The likeliest scenario is the Dolphins stash Needham on the physically unable to perform (PUP) list in hopes that he’s available a month into the season.
But Needham can’t count on a place on the field whenever he does return.
The Dolphins learned the hard way last year how valuable cornerback depth was.
Their top three corners in their Wild Card Round loss to the Bills were a hobbled Xavien Howard, undrafted rookie Kader Kohou, and career specialist Keion Crossen.
Kohou and Crossen proved to be — at worst — capable depth pieces and will have the chance to get significant snaps in a secondary that features Howard, Jalen Ramsey, and Jevon Holland.
Then there’s Noah Igbinoghene and Cam Smith, who were high draft picks, and Trill Williams, who was impressive in camp last summer before tearing an ACL.

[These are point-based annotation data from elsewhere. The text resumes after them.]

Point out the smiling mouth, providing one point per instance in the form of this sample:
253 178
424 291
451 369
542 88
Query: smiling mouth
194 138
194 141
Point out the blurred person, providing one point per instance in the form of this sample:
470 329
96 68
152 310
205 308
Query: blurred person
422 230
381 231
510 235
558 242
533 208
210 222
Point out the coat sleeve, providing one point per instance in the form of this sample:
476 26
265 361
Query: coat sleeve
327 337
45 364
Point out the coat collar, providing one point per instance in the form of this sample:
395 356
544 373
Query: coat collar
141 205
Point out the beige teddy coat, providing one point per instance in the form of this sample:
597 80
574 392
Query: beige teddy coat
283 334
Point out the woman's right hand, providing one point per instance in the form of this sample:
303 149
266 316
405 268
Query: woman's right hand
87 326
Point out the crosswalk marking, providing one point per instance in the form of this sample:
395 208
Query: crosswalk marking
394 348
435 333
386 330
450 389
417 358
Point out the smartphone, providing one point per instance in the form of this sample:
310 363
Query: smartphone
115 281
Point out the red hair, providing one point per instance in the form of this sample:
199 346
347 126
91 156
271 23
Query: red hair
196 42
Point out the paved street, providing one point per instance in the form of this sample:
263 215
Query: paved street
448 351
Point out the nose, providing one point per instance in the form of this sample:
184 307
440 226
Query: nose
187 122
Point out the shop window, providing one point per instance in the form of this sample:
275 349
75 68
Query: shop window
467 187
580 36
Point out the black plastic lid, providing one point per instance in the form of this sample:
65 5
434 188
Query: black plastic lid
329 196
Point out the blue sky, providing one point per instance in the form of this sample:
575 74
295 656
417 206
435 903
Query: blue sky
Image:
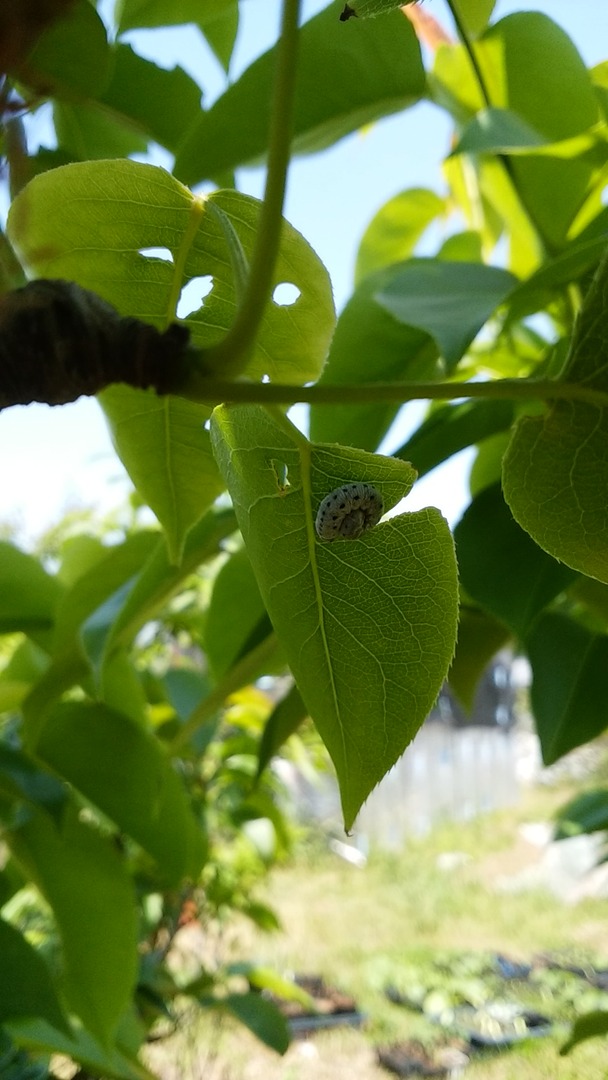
57 459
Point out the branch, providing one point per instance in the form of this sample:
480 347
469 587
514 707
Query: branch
230 354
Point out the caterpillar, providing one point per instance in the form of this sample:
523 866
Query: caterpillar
348 512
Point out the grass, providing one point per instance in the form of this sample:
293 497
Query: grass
363 928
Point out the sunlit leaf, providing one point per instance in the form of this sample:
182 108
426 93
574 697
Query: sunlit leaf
26 988
84 880
367 625
122 769
347 77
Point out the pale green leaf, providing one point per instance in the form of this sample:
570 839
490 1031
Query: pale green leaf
369 346
368 625
28 595
449 300
90 221
347 77
84 880
122 769
395 229
235 615
26 988
165 449
111 1062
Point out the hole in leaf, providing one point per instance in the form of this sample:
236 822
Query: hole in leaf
193 294
157 253
281 473
285 294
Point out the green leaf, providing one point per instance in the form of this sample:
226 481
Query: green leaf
21 779
40 1038
86 132
474 13
367 625
218 19
568 691
71 57
346 79
284 719
395 229
369 9
369 346
122 769
555 471
585 813
84 880
526 61
498 131
163 445
26 988
451 301
261 1016
162 104
234 615
90 221
28 595
451 428
588 1026
501 568
480 638
159 579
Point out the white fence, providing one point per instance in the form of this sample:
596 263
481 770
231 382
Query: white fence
446 773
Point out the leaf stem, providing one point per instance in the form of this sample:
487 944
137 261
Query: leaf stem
230 354
212 391
243 672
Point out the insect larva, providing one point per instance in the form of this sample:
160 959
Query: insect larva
348 512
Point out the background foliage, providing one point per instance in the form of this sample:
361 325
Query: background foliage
134 740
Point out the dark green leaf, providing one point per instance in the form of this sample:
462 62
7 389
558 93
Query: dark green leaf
122 769
21 779
71 57
163 445
568 691
585 813
345 80
89 131
234 612
26 988
588 1026
218 19
284 719
450 428
449 300
261 1016
555 471
368 625
84 880
480 638
369 346
161 104
28 595
501 567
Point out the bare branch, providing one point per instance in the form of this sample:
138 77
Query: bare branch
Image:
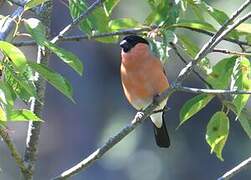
208 47
185 62
210 91
17 2
76 21
13 150
9 23
139 118
240 167
82 37
226 51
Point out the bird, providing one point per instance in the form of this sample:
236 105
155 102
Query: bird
143 78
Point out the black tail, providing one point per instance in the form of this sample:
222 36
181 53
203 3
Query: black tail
161 135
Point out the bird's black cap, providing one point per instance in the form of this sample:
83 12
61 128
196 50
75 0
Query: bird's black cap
130 41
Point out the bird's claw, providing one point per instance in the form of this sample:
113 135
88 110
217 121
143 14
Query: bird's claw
138 116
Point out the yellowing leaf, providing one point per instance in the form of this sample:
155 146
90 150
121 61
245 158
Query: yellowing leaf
217 133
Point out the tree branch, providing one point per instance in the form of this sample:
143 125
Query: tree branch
226 51
81 37
17 2
33 133
139 118
240 167
208 47
13 150
210 91
10 22
76 21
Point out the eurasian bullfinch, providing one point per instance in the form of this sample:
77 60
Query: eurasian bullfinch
143 78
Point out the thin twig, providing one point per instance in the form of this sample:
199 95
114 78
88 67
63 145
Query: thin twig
13 150
10 22
226 51
210 91
202 31
139 118
82 37
208 47
185 62
240 167
33 133
76 21
18 3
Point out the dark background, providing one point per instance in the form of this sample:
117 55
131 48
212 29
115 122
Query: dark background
73 131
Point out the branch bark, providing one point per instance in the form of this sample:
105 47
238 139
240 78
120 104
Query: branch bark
76 21
13 150
5 32
240 167
141 116
33 133
210 91
9 23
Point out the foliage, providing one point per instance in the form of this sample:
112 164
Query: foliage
168 16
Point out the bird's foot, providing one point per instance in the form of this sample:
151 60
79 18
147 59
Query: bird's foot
165 109
138 116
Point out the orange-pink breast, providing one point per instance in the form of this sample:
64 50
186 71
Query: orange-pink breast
142 77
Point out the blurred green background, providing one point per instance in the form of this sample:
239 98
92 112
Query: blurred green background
72 131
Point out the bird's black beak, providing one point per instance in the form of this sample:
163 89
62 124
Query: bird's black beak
125 45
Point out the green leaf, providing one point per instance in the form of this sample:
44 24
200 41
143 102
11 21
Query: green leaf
6 98
192 49
245 120
33 3
220 16
14 54
195 25
97 22
244 28
123 23
241 81
163 12
37 30
221 73
160 47
193 106
55 79
217 133
23 115
109 5
20 83
3 116
69 58
5 95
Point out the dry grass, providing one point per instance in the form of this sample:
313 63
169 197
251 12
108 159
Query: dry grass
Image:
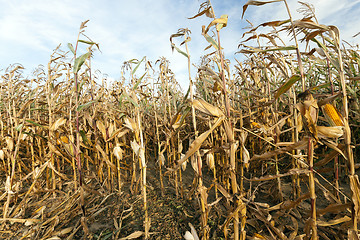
271 145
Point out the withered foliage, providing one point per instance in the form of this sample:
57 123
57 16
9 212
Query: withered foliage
271 143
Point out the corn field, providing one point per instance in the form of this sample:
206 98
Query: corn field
263 148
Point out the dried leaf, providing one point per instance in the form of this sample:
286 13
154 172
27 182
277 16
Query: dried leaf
333 222
134 235
207 108
57 124
256 3
299 145
100 125
196 144
287 85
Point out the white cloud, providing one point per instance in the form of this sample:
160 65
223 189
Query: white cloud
137 28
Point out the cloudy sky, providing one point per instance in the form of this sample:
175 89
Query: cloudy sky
32 29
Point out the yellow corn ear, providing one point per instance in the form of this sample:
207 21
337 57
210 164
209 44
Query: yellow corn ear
332 115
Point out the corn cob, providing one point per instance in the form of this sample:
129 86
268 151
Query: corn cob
332 115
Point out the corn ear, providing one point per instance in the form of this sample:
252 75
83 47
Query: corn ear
332 115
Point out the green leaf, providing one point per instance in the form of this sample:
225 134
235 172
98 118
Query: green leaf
179 50
80 61
137 66
287 85
19 127
70 46
86 105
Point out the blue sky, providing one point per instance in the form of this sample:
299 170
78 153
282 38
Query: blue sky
32 29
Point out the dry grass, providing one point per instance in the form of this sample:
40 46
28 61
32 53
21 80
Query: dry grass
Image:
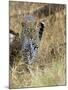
49 69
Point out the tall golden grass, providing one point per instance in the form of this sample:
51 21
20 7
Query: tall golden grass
49 68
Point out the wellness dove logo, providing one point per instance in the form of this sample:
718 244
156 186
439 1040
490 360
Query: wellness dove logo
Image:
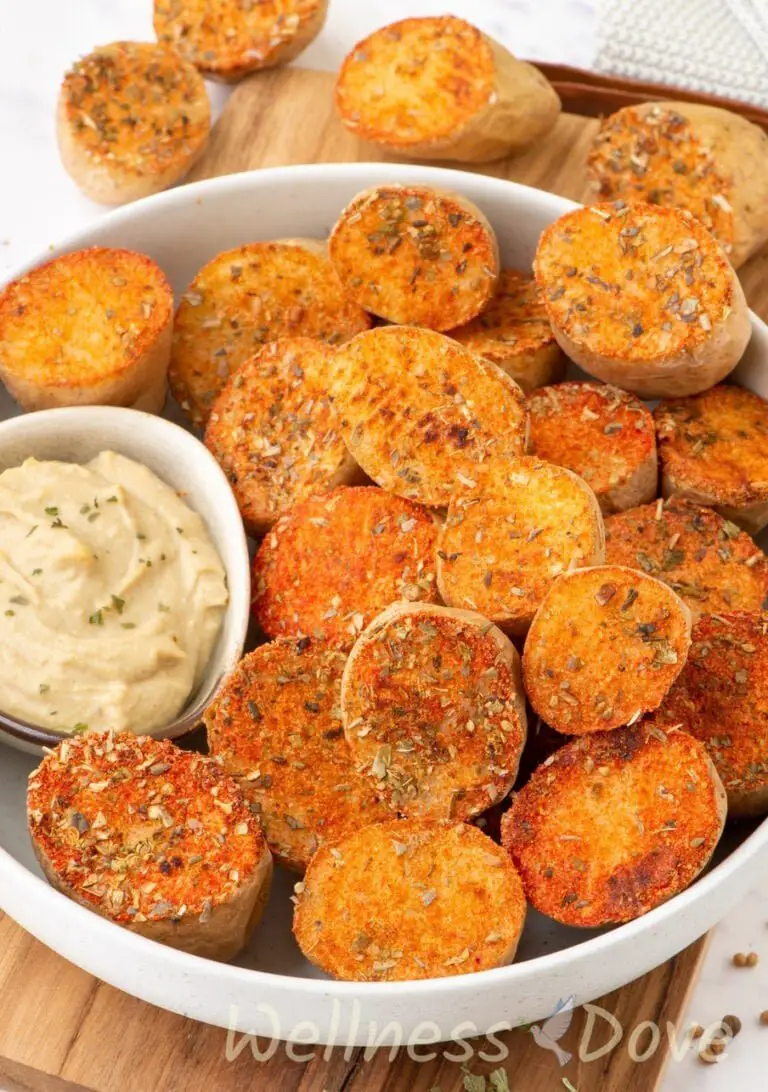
553 1030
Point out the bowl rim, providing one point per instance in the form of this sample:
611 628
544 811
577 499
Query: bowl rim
227 515
54 904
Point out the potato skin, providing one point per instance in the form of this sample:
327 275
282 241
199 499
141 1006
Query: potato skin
420 414
132 118
699 157
410 899
276 727
227 40
604 648
415 254
514 332
707 560
438 88
331 564
615 823
90 328
721 698
192 868
505 542
681 327
603 435
274 435
434 710
713 450
246 297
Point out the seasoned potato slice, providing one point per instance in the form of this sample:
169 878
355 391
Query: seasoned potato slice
245 298
227 39
505 542
604 648
713 449
434 710
721 697
333 562
615 823
707 560
276 727
415 256
420 414
91 328
274 434
702 158
603 435
410 899
438 88
152 838
642 297
132 119
515 333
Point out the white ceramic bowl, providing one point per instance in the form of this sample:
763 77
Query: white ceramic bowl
273 989
77 435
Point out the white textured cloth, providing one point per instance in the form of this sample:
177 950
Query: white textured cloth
715 46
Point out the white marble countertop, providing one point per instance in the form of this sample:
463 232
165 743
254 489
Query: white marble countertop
38 204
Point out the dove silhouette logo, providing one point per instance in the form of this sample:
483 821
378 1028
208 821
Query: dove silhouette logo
553 1030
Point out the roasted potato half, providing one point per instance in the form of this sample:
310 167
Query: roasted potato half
132 119
228 39
613 825
713 450
152 838
642 297
434 710
90 328
688 155
415 256
603 435
604 648
410 899
514 332
438 88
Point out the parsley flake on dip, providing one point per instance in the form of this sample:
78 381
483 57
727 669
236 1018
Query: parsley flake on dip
111 596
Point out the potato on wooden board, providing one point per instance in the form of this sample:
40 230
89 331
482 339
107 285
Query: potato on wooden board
132 119
642 297
505 542
333 562
713 450
615 823
514 332
276 727
707 560
604 648
90 328
152 838
702 158
246 297
721 697
415 256
434 710
274 435
603 435
438 88
410 899
228 39
421 414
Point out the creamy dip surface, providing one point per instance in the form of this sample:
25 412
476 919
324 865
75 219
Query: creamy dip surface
111 595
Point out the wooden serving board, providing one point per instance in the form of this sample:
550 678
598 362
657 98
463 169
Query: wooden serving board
63 1031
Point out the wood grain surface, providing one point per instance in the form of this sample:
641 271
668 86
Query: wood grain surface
63 1031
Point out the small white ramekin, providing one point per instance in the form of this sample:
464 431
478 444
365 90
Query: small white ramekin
175 455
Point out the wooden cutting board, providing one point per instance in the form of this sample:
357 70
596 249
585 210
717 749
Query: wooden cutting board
63 1031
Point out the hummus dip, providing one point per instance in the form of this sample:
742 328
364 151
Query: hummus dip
111 596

“Everybody’s a starter,” Dolphins cornerbacks coach Sam Madison said in the spring. “You talk about in this league, anything can happen at any given time, and that’s what I try to portray to these guys. [Kohou has] done some really great things for us last year. He played in the nickel, he played at the dime, he played at cornerback position.
“Vic [Fangio] is trying to find the best people to put on the football field, and he’s definitely in the mix just like a lot of these guys are. But now it just becomes who’s the most consistent, who’s the most productive, and who’s going to be one of those guys that we can depend on no matter what position that we put him in?”
Backup Quarterback | Mike White vs. Skylar Thompson
Tua Tagoaviloa will almost certainly miss time due to injury in 2023. This isn’t us being haters. It’s a fact of life.
Tua hasn’t played a full season since he was a sophomore at Alabama. He missed significant time in 2022 due to a series of concussions, including the Dolphins’ first playoff game in six years. The head issues were serious enough for him to consider retirement in the offseason.
That’s why there’s been a bit of angst among the fan base about the team’s low-key Plan B.
After letting brittle Teddy Bridgewater walk in free agency, the Dolphins signed ex-Jets backup Mike White to compete with Skylar Thompson.
That is … a gamble.
Both have thrown more career interceptions than touchdowns. Neither has a lifetime passer rating that approaches even 80.
Thompson appears to have the early lead, but it’s entirely possible that if neither impresses during camp, Tua’s No. 2 isn’t yet on the roster. Bridgewater, for one, is still available.